A small group of legislators have introduced a bill that would keep state and local governments from mandating the wearing of masks.
House Bill 1323, introduced by Rep. Jeff Hoverson, R-Minot, would keep state or local officials from mandating that individuals wear a face mask, face shield or other face covering. The bill also would prohibit making a face covering a condition for entry of a building, education, employment or services.
North Dakota has had a mask requirement since mid-November as coronavirus cases were hitting a peak in the state. Shortly after, case counts began to fall, as did hospitalizations.
The state’s southern neighbor, South Dakota, also saw a drop in caseloads around the same time. However, South Dakota did not (and has yet to) institute a mask requirement.
At the time, the Dakotas were among the worst spots in the nation for the virus.
Minnesota and Montana have each had mask requirements since July and have experienced ebbs and flows in their case numbers.
Hoverson indicated that is a sign that mask mandates don’t work.
However, doctors and public health officials have asserted that there are a variety of factors that come into play on the viability of mask mandates, and there’s not one set explanation as to why one state succeeds in knocking down their case numbers compared to another.
In December, Dr. Paul Carson, an infectious disease specialist at North Dakota State University, said that, with such little information available, he believes more precautions are better in the long run.
Hoverson also questioned the role of government when it comes to mask requirements and expressed concerns about why it seemed everyone was getting all of their information from the Centers for Disease Control and Prevention.
“I think the best thing is, at this point, if the government just pulled out and just said, OK, the doctors, epidemiologists, people, you guys are going to navigate this a lot better than a bunch of government entities that are just listening to one federal source anyway," he said.

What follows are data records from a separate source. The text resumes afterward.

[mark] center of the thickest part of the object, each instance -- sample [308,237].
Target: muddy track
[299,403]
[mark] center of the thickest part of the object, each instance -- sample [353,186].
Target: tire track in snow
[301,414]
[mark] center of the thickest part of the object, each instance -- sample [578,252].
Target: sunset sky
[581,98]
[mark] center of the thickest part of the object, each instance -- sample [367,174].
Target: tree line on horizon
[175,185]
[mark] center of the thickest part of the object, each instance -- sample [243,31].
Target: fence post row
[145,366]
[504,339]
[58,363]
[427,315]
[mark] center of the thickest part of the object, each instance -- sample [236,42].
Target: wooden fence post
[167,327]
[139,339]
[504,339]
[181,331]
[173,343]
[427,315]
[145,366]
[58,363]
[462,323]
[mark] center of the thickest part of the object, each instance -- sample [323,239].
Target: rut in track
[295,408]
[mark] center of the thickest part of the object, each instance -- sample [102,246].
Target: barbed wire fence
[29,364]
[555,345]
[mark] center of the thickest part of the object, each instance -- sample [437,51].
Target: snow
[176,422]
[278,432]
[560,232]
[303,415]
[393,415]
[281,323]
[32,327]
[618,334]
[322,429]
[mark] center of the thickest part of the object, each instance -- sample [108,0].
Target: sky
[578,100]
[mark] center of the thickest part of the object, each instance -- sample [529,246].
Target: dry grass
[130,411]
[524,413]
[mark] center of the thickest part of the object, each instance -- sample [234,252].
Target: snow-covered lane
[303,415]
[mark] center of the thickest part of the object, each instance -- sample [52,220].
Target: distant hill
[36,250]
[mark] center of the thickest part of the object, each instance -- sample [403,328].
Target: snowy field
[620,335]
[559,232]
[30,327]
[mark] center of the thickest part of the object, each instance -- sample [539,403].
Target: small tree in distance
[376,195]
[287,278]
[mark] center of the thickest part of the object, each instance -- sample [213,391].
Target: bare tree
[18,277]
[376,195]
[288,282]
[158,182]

House minority leader Joshua Boschee, D-Fargo, said the bill is “another example of the majority party continuing to try to take away local control.”
“Regardless of what one feels about masks or not, this is a tool for local communities to make decisions that are best for them,” Boschee said.

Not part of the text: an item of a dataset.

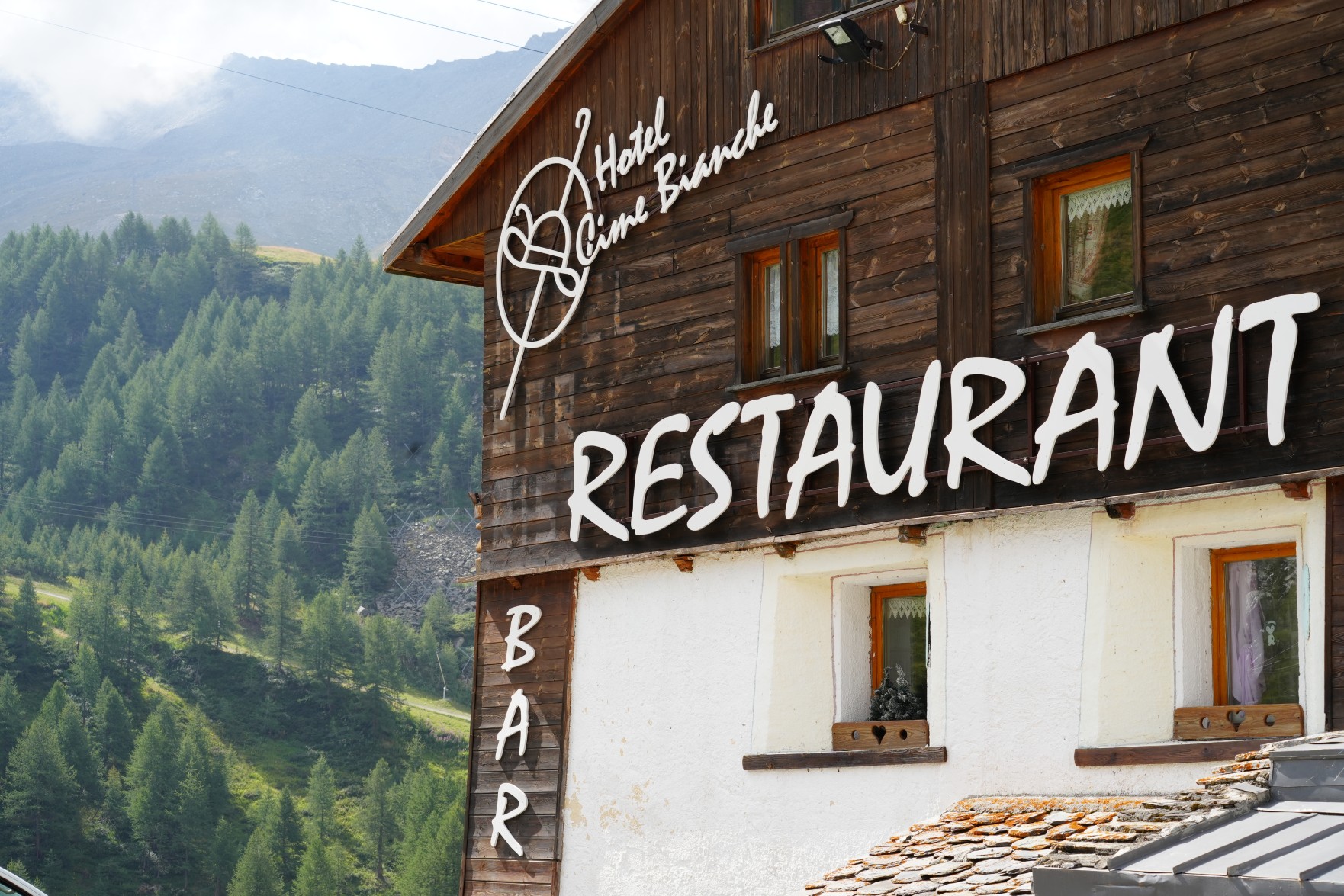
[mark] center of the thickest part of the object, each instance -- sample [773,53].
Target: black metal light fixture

While there's a number of legislators who are frustrated with some of the requirements and restrictions that have come during the pandemic, Boschee noted that case numbers, hospitalizations and deaths have decreased since the mask mandate was put in place. He doesn’t envision the bill going far at this point.

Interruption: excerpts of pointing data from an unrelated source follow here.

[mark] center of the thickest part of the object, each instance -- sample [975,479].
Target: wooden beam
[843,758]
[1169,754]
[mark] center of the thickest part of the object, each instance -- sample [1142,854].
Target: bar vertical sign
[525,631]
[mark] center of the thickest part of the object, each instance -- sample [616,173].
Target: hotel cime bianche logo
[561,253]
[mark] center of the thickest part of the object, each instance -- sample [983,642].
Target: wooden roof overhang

Hoverson also introduced legislation that would prevent vaccinations from being required as a condition for entry, education, employment or services.
“If a state or local elected official, the state or a political subdivision of the state recommends an individual in this state receive a vaccination, the official or entity shall provide notice the recommendation is not mandatory,” the bill reads.
Rep. Jeff Magrum, R-Hazelton, is also a co-sponsor of the bills. He said he signed onto the bill because he feels similarly to Hoverson.
“If a mask works, then if you want to wear one, then it should work and protect you. You shouldn't have to force one on anybody else,” he said. “And same with the vaccine. There's nothing wrong with if you want to get a vaccination. That's fine.”